Re: OpenAI’s compute, I inferred from this NYT article that their $8.7B costs this year were likely to include about $6B in compute costs, which implies an average use of ~274k H100s throughout the year[1] (assuming $2.50/hr average H100 rental price). Assuming this was their annual average, I would’ve guessed they’d be on track to be using around 400k H100s by now.
So the 150k H100s campus in Phoenix might be only a small fraction of the total compute they have access to? Does this sound plausible?
The co-location of the Trainium2 cluster might give Anthropic a short term advantage, though I think its actually quite unclear if their networking and topology will fully enable this advantage. Perhaps the OpenAI Phoenix campus is well-connected enough to another OpenAI campus to be doing a 2-campus asynchronous training run effectively.
Training as it’s currently done needs to happen within a single cluster (though this might changesoon).

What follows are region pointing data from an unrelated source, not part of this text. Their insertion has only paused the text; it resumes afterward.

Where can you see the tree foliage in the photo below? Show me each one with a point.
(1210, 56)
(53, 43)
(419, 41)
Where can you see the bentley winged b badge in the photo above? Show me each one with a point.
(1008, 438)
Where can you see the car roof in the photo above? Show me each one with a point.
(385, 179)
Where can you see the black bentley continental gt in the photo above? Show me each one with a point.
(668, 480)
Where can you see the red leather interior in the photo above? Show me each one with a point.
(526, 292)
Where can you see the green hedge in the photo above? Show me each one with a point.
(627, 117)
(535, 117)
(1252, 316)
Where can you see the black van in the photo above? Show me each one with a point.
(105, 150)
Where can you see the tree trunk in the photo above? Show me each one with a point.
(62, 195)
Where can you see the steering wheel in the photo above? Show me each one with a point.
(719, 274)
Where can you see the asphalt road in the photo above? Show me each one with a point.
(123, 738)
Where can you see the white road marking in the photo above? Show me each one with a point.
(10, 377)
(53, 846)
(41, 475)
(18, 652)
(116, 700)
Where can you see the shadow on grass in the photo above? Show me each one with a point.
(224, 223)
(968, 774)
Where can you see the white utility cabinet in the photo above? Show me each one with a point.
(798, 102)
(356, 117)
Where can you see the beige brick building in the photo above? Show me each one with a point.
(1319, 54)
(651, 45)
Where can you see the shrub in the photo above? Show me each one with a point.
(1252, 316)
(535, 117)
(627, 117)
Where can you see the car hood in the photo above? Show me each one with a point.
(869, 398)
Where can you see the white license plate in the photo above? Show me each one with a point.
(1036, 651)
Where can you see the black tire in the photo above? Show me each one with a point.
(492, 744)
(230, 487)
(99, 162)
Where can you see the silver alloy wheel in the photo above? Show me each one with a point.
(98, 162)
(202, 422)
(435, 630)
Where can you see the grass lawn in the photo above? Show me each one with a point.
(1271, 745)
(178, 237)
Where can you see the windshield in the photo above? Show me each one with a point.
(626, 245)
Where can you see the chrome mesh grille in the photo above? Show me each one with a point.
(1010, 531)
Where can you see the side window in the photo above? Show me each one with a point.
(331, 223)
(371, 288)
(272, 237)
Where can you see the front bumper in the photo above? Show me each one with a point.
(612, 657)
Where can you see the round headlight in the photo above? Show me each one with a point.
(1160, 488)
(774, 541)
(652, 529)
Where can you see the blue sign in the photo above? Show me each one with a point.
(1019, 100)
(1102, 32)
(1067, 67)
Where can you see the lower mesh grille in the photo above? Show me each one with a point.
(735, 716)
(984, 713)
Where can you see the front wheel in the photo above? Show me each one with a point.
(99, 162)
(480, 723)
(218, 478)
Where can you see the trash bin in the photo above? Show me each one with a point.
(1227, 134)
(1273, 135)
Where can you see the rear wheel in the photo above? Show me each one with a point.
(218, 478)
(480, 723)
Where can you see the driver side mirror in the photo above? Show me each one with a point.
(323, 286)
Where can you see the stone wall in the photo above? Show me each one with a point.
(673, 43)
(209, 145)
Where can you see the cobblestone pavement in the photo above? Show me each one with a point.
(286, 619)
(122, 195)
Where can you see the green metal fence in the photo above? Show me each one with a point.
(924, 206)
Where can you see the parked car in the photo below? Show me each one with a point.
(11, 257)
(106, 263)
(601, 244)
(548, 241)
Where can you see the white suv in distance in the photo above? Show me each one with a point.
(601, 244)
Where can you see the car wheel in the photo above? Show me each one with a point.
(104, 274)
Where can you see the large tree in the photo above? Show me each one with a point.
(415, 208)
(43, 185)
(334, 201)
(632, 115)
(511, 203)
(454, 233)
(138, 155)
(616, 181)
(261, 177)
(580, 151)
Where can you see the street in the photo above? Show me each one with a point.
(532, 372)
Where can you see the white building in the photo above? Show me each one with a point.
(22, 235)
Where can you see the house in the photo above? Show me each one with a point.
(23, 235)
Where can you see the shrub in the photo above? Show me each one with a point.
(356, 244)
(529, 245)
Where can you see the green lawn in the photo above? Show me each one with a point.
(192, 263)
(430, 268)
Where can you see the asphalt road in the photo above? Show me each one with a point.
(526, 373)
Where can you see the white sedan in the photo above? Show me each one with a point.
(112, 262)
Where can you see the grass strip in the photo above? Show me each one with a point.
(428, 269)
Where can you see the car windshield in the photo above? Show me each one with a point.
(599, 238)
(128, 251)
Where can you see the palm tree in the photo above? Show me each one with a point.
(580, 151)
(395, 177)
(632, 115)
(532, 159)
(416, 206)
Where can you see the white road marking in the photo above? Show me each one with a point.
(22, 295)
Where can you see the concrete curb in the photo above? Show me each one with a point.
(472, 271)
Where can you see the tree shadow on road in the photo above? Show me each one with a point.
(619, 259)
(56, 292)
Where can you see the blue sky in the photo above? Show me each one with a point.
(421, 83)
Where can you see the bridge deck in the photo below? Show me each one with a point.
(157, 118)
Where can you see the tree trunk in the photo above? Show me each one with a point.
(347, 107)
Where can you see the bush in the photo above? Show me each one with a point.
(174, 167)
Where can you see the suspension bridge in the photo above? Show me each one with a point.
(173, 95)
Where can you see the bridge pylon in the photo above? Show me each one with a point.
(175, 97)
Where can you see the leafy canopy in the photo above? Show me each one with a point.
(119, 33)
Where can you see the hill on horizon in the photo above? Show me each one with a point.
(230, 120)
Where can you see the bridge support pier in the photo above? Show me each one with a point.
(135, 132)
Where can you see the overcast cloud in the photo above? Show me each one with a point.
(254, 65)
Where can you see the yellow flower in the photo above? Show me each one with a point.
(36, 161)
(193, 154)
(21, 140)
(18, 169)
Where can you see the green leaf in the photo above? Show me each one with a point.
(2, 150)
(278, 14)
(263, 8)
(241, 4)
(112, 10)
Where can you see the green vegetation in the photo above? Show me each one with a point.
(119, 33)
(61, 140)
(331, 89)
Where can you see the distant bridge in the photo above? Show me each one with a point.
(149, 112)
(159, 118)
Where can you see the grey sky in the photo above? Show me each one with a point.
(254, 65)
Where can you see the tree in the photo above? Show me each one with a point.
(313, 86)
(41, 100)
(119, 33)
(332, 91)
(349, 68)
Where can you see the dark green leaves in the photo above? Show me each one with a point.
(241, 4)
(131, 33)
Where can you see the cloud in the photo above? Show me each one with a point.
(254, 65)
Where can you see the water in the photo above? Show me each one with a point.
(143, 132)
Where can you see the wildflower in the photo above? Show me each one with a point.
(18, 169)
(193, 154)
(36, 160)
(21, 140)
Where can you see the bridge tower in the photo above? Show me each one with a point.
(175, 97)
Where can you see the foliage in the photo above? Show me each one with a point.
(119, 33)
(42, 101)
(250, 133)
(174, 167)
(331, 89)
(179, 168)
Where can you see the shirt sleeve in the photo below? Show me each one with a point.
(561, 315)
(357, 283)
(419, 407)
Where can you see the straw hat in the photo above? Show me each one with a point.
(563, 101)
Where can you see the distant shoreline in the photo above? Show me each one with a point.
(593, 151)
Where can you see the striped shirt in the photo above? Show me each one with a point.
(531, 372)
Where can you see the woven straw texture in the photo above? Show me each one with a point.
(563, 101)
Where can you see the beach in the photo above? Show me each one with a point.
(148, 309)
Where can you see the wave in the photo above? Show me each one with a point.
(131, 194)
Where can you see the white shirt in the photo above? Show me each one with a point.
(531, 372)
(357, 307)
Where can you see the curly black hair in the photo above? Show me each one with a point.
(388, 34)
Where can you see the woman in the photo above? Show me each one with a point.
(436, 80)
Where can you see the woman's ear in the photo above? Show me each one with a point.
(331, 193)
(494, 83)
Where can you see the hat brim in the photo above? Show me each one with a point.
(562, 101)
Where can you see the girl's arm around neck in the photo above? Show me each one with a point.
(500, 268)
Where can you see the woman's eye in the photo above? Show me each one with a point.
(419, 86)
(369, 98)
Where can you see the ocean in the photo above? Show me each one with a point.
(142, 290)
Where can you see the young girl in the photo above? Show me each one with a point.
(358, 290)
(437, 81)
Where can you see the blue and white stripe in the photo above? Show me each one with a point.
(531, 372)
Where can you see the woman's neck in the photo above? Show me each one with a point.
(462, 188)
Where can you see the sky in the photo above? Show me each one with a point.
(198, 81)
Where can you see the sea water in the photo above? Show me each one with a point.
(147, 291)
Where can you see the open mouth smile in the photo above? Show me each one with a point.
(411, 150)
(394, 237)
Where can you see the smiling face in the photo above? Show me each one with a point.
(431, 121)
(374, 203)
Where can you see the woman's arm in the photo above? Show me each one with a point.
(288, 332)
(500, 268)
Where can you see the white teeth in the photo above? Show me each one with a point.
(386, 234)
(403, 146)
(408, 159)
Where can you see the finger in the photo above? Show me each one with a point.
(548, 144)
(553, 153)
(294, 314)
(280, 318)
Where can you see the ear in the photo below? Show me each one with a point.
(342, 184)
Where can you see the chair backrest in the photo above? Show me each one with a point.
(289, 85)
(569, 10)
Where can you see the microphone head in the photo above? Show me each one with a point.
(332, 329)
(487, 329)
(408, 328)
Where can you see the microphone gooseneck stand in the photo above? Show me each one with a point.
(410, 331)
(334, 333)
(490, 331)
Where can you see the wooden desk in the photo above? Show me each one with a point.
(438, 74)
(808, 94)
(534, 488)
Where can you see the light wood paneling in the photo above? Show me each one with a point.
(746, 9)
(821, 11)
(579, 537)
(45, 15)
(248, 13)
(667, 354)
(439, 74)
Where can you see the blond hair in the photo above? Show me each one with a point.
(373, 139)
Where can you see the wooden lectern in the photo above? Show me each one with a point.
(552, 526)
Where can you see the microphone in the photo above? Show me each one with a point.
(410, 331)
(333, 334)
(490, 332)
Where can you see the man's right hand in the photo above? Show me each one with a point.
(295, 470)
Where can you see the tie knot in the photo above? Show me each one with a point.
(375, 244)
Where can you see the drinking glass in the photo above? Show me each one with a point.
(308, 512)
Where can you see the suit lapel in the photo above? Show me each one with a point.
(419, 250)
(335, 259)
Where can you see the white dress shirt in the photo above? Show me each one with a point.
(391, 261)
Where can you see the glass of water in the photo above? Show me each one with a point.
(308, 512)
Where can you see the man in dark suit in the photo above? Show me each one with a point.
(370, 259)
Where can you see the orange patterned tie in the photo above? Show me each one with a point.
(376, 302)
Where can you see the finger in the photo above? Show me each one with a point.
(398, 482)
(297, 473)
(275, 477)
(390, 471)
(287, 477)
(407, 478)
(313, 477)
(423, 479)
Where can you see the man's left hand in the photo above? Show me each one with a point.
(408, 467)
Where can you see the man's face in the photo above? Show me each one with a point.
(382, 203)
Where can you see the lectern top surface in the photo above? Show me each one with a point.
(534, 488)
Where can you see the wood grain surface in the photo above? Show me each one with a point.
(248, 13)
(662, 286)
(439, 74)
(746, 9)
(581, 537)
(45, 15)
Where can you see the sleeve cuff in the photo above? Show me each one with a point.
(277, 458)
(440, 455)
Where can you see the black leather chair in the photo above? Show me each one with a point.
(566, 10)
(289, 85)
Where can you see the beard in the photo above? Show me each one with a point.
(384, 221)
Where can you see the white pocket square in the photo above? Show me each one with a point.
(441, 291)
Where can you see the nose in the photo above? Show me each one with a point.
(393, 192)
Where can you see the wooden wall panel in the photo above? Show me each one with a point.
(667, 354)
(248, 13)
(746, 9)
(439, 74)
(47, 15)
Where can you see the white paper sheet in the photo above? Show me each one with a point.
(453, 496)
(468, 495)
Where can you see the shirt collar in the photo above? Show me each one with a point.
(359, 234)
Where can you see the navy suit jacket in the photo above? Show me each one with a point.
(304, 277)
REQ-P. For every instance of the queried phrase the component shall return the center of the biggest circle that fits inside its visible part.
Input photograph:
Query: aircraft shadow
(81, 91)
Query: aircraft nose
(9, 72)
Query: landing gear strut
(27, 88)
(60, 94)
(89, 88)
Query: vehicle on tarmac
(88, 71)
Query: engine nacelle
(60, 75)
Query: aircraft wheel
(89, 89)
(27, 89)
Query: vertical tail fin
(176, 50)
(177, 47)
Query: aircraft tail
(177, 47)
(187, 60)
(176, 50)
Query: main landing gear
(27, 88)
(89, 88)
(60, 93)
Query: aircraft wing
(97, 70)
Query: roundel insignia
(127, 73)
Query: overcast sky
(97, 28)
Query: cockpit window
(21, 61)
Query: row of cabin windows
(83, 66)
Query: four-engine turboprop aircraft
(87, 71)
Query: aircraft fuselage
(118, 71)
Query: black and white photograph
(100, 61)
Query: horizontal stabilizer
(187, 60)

The size of the cluster constrains how good a model can be trained within a few months. Everything that isn’t training of a frontier model can happen using many smaller clusters, something like 16 to 4096 accelerators each. You can use a lot of these smaller clusters, but they can be sourced from anywhere and built piecemeal at multiple sites with smaller power allocations, while the big training cluster needs to be a single purposefully built system.
So I expect the big expenses are inference and many training experiments with smaller models. What I’m discussing here is the big cluster for training frontier models rather than the aggregate of the small clusters for other purposes. See also this comment.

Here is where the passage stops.